BCV unter den grossen Vier und am Schluss des Klassements

Die BCV ist das viertgrösste Bankinstitut der Schweiz – hinter UBS, Credit Suisse und der Zürcher Kantonalbank.

Die BCV ist nicht die erste Kantonalbank, die in die roten Zahlen gerutscht ist. Der Kanton Bern musste 1992 für 6,5 Mrd. Franken faule Kredite gerade stehen. Die Kantonalbanken von Solothurn und Appenzell Ausserrhoden wurden an die UBS verkauft.

In einer Klassierung der 24 Kantonalbanken haben die Kantonalbanken des Waadtlandes und Genf am schlechtesten abgeschnitten.

Die Kantonalbanken bilden einen wichtigen Bestandteil des gesamtschweizerischen Bankensystems. Sie wurden im letzten Jahrhundert zur Unterstützung der wirtschaftlichen Entwicklung in den einzelnen Kantonen geschaffen. Damit sind sie auch Ausdruck kantonaler Souveränität.

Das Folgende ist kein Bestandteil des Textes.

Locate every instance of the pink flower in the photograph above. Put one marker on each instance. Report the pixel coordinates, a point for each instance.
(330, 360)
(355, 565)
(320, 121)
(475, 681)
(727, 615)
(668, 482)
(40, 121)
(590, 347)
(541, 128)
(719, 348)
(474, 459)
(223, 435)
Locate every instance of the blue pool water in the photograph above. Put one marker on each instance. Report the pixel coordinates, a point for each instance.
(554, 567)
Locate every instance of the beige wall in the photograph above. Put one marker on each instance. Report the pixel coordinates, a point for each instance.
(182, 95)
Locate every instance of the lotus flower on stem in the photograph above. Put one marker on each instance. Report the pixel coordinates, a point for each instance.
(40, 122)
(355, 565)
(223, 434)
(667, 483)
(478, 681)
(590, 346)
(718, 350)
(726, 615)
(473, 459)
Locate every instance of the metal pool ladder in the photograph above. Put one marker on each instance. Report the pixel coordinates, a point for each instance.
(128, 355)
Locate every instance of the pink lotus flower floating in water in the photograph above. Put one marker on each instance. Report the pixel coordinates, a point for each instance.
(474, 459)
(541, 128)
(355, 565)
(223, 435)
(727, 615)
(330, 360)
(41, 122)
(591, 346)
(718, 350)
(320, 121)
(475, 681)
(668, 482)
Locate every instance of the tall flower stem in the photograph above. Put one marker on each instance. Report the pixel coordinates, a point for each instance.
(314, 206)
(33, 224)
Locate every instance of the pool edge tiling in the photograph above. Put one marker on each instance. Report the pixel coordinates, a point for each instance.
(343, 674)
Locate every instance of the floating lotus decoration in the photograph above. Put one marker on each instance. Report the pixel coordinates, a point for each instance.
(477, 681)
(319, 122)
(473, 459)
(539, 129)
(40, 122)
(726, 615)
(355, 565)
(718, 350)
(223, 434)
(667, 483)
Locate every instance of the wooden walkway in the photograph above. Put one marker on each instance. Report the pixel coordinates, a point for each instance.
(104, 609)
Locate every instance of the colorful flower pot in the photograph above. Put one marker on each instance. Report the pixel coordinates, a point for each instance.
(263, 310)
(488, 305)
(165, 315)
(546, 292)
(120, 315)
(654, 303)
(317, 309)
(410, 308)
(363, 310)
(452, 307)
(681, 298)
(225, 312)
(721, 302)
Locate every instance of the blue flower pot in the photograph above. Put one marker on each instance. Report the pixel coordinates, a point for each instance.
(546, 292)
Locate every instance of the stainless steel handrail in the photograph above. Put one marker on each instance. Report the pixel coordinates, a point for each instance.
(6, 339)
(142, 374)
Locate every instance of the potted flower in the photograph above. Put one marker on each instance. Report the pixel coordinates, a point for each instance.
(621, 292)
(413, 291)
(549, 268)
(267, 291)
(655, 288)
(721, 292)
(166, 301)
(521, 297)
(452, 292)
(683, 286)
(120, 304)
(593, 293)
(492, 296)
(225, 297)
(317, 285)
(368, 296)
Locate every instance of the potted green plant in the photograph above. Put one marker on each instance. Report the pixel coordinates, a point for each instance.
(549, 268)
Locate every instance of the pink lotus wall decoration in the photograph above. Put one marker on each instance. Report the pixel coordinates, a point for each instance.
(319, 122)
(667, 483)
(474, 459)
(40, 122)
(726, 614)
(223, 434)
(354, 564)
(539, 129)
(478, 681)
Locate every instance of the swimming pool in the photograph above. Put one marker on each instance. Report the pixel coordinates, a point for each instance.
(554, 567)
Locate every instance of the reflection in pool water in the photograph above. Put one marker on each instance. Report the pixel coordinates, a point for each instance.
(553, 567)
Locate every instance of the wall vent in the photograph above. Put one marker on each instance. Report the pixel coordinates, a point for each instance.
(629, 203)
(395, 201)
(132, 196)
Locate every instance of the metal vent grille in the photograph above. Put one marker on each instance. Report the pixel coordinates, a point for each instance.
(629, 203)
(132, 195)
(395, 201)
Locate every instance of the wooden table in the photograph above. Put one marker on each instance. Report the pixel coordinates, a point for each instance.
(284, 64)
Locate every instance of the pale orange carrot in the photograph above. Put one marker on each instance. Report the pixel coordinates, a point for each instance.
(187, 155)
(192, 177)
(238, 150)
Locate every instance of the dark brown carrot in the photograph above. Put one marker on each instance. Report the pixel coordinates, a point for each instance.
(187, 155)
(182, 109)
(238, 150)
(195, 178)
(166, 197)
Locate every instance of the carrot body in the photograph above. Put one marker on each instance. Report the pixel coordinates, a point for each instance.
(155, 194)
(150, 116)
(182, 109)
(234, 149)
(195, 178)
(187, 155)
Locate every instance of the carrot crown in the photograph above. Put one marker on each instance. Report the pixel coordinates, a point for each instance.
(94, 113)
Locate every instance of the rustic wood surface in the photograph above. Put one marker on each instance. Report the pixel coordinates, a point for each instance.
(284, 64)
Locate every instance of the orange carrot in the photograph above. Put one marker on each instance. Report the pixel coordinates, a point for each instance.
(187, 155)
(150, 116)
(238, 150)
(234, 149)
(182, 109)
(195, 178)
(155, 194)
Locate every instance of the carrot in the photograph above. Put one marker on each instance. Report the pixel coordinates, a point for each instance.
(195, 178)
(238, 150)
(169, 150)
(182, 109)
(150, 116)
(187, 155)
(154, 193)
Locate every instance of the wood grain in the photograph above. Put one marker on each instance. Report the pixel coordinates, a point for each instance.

Die halbstaatlichen und staatlichen Kantonalbanken sollten im schweizerischen Bankensystem Lücken füllen sowie den Wettbewerb beleben. Die einzelnen Kantonalbanken weisen jeweils eine eigene historische Entwicklung auf, und ihre kantonalen Rahmenbedingungen weichen zum Teil erheblich voneinander ab.

Ein Dorn im Auge

Verschieden geartete Staatsgarantien federn das Geschäftsrisiko der Institute ab. So können Banken mit voller Staatsgarantie von Sondervorschriften zur Reservenbildung profitieren. Auch die Unterstellung unter die Eidgenössische Bankenkommission ist unterschiedlich geregelt.

Der EU und dem Internationalen Währungsfonds sind Banken mit Staatsgarantie ein Dorn im Auge. Man ist dort der Ansicht, dass solche Finanzinstitute den Wettbewerb verzerren. Der Bundesrat möchte ebenfalls das Bundesgesetz über die Banken und Sparkassen einem internalen Standard anpassen.

swissinfo, Etienne Strebel und Agenturen

Der Kanton Waadt schiesst in seine marode Staatsbank 1,25 Mrd. Fr. ein:
670 Mio. Fr. für zusätzliche Rückstellungen, 180 Mio. Fr. für Wertberichtigungen und 400 Mio. Fr. für das Eigenkapital.